March 3, 2014 at 9:12 am
We are designing a reporting data warehouse that will consolidate data from numerous on-premise SQL Server 2000 & 2008 systems into a single warehouse database in a hosted SQL Server 2012 environment.
The hosted environment is home primarily to our new SAAS product: a web-based software solution built using Service-Oriented- (SOA) and Message Bus architecture.
The new system receives its data from the legacy systems from a message queue via polling; small programs installed on the legacy servers run select queries every few seconds to check for changes in the data. If changes are detected a message is placed on the queue and the data makes its way into the new system.
So far this method is working as a short-term solution, but I have concerns about this technique; the legacy systems are already struggling with concurrency - the data model is poorly designed and the systems suffer from excessive blocking. Adding NOLOCK hints to the queries is out of the question due to the possibility of getting dirty reads.
The reporting data warehouse that we are going to be building requires we start capturing more data than we are today which in turn increases my concerns with our current approach.
The architects want the warehouse to receive all its data through the message bus like the individual services are currently. This doesn't sound like the best solution to me, but I need some strong evidence to support any alternative solutions I might suggest to them.
My questions are as follows:
1. What alternative methods would you recommend for capturing changes in the legacy SQL Server 2000 databases that would be less impactful on the production systems? i.e. triggers, SQL Server Replication, etc.
2. Is message queuing a good choice for replicating large amounts of data into a warehouse for reporting in near real-time? What are some alternative approaches and what are the trade-offs?
March 4, 2014 at 4:48 am
You are severely limiting the capabilities of what you can do by continuing with the use of SQL 2000 and SQL 2008. You will end up with a system with a design that is obsolete before it is implemented.
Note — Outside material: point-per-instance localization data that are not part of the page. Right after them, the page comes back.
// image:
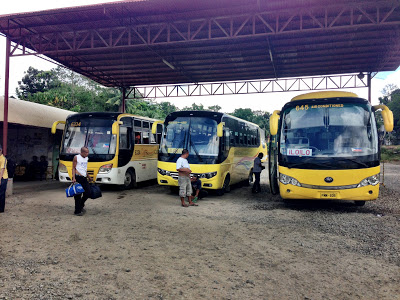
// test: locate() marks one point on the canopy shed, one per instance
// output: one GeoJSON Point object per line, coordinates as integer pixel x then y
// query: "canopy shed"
{"type": "Point", "coordinates": [130, 43]}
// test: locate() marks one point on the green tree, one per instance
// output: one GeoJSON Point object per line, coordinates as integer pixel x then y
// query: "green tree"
{"type": "Point", "coordinates": [261, 118]}
{"type": "Point", "coordinates": [391, 98]}
{"type": "Point", "coordinates": [35, 81]}
{"type": "Point", "coordinates": [215, 108]}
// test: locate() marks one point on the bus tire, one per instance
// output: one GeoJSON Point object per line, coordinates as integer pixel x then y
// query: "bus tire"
{"type": "Point", "coordinates": [130, 179]}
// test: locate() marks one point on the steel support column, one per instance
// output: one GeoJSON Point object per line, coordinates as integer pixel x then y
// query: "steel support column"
{"type": "Point", "coordinates": [6, 88]}
{"type": "Point", "coordinates": [369, 86]}
{"type": "Point", "coordinates": [123, 100]}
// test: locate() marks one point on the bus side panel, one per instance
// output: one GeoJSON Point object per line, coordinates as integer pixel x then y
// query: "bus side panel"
{"type": "Point", "coordinates": [216, 181]}
{"type": "Point", "coordinates": [340, 178]}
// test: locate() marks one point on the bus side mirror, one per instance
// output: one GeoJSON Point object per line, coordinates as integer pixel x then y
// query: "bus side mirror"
{"type": "Point", "coordinates": [220, 129]}
{"type": "Point", "coordinates": [387, 116]}
{"type": "Point", "coordinates": [114, 128]}
{"type": "Point", "coordinates": [154, 127]}
{"type": "Point", "coordinates": [273, 122]}
{"type": "Point", "coordinates": [54, 127]}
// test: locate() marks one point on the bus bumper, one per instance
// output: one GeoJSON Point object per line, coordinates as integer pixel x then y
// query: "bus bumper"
{"type": "Point", "coordinates": [115, 176]}
{"type": "Point", "coordinates": [365, 193]}
{"type": "Point", "coordinates": [211, 184]}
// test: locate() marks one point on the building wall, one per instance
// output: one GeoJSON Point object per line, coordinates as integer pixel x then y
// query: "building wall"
{"type": "Point", "coordinates": [24, 142]}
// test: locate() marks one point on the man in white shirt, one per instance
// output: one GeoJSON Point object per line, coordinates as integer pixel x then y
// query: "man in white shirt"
{"type": "Point", "coordinates": [185, 186]}
{"type": "Point", "coordinates": [257, 168]}
{"type": "Point", "coordinates": [80, 175]}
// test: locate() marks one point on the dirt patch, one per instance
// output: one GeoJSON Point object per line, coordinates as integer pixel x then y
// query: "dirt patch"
{"type": "Point", "coordinates": [140, 244]}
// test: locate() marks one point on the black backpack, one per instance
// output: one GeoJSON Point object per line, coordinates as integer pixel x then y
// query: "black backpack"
{"type": "Point", "coordinates": [11, 165]}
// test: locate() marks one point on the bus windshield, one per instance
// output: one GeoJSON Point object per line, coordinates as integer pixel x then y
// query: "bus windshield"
{"type": "Point", "coordinates": [342, 135]}
{"type": "Point", "coordinates": [197, 134]}
{"type": "Point", "coordinates": [92, 132]}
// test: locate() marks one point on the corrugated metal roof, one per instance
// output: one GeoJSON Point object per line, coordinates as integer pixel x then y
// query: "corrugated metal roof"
{"type": "Point", "coordinates": [151, 42]}
{"type": "Point", "coordinates": [32, 114]}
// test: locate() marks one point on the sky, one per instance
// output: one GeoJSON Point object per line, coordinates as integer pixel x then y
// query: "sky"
{"type": "Point", "coordinates": [264, 102]}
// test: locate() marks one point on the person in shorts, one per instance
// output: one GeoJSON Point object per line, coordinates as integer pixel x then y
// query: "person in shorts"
{"type": "Point", "coordinates": [198, 191]}
{"type": "Point", "coordinates": [185, 185]}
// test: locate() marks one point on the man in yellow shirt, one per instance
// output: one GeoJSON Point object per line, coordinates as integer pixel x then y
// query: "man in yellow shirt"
{"type": "Point", "coordinates": [4, 180]}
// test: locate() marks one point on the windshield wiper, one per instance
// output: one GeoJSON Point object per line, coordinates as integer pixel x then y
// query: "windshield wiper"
{"type": "Point", "coordinates": [309, 161]}
{"type": "Point", "coordinates": [345, 159]}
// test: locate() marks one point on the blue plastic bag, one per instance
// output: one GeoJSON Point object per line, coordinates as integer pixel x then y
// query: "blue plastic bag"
{"type": "Point", "coordinates": [95, 191]}
{"type": "Point", "coordinates": [74, 189]}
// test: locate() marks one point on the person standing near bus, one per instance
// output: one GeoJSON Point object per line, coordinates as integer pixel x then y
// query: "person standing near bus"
{"type": "Point", "coordinates": [4, 180]}
{"type": "Point", "coordinates": [80, 175]}
{"type": "Point", "coordinates": [257, 168]}
{"type": "Point", "coordinates": [185, 185]}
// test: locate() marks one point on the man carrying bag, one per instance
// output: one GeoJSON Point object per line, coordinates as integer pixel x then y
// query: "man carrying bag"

One of the characteristics of your system will be high duration and cost of change and poor performance compared to a greenfield design starting today.
I realise that you have to start with the reality of what exists in your organisation, but if your organisation thinks it is saving money by staying on really old software it has got its sums wrong.
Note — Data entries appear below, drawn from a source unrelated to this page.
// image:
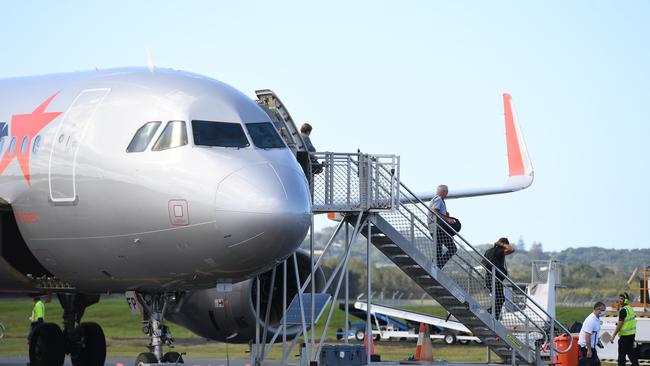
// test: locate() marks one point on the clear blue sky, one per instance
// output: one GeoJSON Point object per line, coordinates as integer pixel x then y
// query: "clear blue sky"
{"type": "Point", "coordinates": [419, 79]}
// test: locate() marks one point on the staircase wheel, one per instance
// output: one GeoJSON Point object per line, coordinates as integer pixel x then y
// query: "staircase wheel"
{"type": "Point", "coordinates": [145, 357]}
{"type": "Point", "coordinates": [359, 335]}
{"type": "Point", "coordinates": [173, 357]}
{"type": "Point", "coordinates": [47, 346]}
{"type": "Point", "coordinates": [450, 339]}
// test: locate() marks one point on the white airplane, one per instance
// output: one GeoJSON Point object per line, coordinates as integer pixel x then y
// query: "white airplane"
{"type": "Point", "coordinates": [163, 183]}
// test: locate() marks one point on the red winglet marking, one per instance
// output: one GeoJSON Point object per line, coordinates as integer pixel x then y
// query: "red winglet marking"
{"type": "Point", "coordinates": [515, 160]}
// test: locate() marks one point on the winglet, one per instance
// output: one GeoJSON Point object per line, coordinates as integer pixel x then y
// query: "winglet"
{"type": "Point", "coordinates": [518, 159]}
{"type": "Point", "coordinates": [520, 168]}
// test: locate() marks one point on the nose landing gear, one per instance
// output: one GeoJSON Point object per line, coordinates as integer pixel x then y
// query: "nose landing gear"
{"type": "Point", "coordinates": [154, 306]}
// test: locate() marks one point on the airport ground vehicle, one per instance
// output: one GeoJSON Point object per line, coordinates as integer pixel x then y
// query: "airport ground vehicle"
{"type": "Point", "coordinates": [397, 324]}
{"type": "Point", "coordinates": [642, 309]}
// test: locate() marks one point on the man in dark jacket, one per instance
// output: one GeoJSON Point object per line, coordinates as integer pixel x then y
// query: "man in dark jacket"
{"type": "Point", "coordinates": [497, 258]}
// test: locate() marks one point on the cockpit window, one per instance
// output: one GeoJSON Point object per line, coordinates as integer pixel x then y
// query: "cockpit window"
{"type": "Point", "coordinates": [264, 135]}
{"type": "Point", "coordinates": [142, 137]}
{"type": "Point", "coordinates": [207, 133]}
{"type": "Point", "coordinates": [174, 135]}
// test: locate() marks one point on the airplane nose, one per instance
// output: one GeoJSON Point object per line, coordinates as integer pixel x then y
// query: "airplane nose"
{"type": "Point", "coordinates": [263, 207]}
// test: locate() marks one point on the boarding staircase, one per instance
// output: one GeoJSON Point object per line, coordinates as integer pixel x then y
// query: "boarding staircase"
{"type": "Point", "coordinates": [367, 186]}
The general availability of column-orientated databases, both from the traditional big three vendors and from smaller players such as Amazon with Redshift, is causing a point of major disruption in BI design. Some of the reasons for this are:
a) The query workload that can be performed on a single column-orientated DB instance is probably two orders of of magnitude greater than could be performed on a single tabular BI DB instance.
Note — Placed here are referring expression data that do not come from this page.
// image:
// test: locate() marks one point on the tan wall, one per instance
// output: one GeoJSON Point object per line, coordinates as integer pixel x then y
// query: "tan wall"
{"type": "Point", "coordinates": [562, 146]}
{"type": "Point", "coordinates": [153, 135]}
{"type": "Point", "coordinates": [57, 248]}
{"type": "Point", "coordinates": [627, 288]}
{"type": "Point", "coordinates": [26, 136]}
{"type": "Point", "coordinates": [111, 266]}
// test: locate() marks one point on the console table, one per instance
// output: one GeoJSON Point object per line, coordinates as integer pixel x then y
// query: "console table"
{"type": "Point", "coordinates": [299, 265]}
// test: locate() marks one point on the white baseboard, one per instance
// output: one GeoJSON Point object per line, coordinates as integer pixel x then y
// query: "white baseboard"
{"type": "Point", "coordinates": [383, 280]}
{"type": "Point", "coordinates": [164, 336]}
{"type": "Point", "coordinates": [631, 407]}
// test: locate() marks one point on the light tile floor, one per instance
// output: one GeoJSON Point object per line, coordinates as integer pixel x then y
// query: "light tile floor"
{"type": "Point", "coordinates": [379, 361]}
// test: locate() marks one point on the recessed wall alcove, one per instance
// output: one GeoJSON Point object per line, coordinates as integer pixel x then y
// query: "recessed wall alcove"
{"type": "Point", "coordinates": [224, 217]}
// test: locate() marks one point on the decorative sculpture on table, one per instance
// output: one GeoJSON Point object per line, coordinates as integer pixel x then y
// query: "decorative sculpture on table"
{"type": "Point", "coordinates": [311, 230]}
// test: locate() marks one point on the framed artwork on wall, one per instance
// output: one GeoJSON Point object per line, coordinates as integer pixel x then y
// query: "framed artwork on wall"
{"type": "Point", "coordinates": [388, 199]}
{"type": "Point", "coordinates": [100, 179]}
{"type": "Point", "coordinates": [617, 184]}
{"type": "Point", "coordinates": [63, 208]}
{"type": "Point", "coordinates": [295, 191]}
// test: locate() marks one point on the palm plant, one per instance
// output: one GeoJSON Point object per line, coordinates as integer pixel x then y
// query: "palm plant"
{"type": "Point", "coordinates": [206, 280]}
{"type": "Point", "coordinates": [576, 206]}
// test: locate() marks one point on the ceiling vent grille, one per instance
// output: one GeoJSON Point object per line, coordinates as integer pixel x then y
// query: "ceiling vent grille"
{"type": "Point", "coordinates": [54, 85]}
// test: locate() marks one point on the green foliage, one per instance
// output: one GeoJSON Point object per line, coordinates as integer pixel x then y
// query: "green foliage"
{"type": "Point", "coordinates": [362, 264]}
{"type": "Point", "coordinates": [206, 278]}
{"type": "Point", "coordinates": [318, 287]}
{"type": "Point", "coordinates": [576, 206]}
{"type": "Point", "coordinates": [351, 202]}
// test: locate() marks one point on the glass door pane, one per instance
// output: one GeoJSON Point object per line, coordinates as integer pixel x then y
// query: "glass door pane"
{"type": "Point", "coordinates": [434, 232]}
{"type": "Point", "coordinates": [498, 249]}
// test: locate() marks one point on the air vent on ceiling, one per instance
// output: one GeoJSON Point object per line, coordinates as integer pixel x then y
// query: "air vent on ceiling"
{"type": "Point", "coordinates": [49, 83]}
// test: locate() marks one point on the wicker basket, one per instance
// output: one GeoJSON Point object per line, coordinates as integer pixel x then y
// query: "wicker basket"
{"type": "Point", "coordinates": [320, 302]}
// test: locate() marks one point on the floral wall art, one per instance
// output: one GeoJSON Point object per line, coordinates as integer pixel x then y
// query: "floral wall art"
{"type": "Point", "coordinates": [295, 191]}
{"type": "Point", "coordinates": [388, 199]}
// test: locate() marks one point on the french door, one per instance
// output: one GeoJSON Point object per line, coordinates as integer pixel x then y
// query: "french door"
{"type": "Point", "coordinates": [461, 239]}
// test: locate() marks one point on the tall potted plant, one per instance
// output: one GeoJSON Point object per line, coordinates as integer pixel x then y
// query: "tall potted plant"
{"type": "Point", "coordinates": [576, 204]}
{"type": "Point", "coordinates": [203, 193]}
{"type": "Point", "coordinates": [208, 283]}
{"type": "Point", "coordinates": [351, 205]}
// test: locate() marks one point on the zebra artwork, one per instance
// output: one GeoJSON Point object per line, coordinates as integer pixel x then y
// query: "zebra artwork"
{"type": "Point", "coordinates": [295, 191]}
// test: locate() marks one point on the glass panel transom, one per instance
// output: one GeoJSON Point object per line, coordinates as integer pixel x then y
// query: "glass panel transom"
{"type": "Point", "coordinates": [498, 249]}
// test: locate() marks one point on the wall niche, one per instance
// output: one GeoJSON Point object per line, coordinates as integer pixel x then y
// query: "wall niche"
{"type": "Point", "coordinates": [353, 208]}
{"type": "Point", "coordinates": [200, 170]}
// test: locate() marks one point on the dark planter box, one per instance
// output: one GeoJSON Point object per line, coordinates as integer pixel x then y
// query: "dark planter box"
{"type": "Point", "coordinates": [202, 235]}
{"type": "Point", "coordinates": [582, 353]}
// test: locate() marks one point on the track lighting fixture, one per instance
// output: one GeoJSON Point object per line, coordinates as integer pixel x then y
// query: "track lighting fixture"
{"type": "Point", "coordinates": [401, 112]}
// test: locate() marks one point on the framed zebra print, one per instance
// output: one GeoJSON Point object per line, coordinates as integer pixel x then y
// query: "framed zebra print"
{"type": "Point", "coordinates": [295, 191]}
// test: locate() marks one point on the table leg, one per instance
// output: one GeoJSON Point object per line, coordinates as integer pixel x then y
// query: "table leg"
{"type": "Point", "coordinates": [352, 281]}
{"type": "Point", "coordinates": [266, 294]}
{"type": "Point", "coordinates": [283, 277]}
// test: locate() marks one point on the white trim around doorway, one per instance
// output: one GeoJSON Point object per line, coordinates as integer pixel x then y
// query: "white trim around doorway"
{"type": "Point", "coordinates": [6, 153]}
b) Given an equivalent amount of processing power and workload, a column-orientated DB can typically return BI-type query results in about two orders of magnitude less time than a tabular BI instance.
c) A typical column-orientated DB will collapse most dimensions into the fact tables, resulting in wide fact tables that seldom need to be joined to other data and very few dimensions to join with. This can drastically simplify the ETL logic needed to populate the database.
c) Take all of the above items together, and you are looking at a massive reduction in the cost and complexity of hosting a BI database. For most situations under the 2TB database size, a column-orientated DB instance will give satisfactory performance without the need for SSAS or any other form of pre-aggregation.
It is worth doing a search on 'Agile BI' to research techniques on how to exploit the new BI landscape. The end result may be a system that can move your organisation ahead of its competition, rather then a system that through its fundamental design is acting as a brake on what it can do.
Original author: https://github.com/SQL-FineBuild/Common/wiki/ 1-click install and best practice configuration of SQL Server 2019, 2017 2016, 2014, 2012, 2008 R2, 2008 and 2005.
When I give food to the poor they call me a saint. When I ask why they are poor they call me a communist - Archbishop Hélder Câmara
November 18, 2014 at 6:53 pm
Quick feedback on "The architects want the warehouse to receive all its data through the message bus like the individual services are currently" situation. I think this is a pretty bad idea. Data Warehousing systems are usually tuned to ingest data by bulk imports, or at least "micro-batches" for closer-to-real-time reporting scenarios. With the one-record-at-a-time inserts (per message), the record will need to contribute net new data to dimensions and facts, this is gonna be a severe overhead on a data warehouse. Perhaps the messages can be queued up in an OLTP-tuned environment, something like AWS Aurora, which can ingest 6+ million records per minute, then micro-batched into the data warehouse. That's my 5 cents on the subject.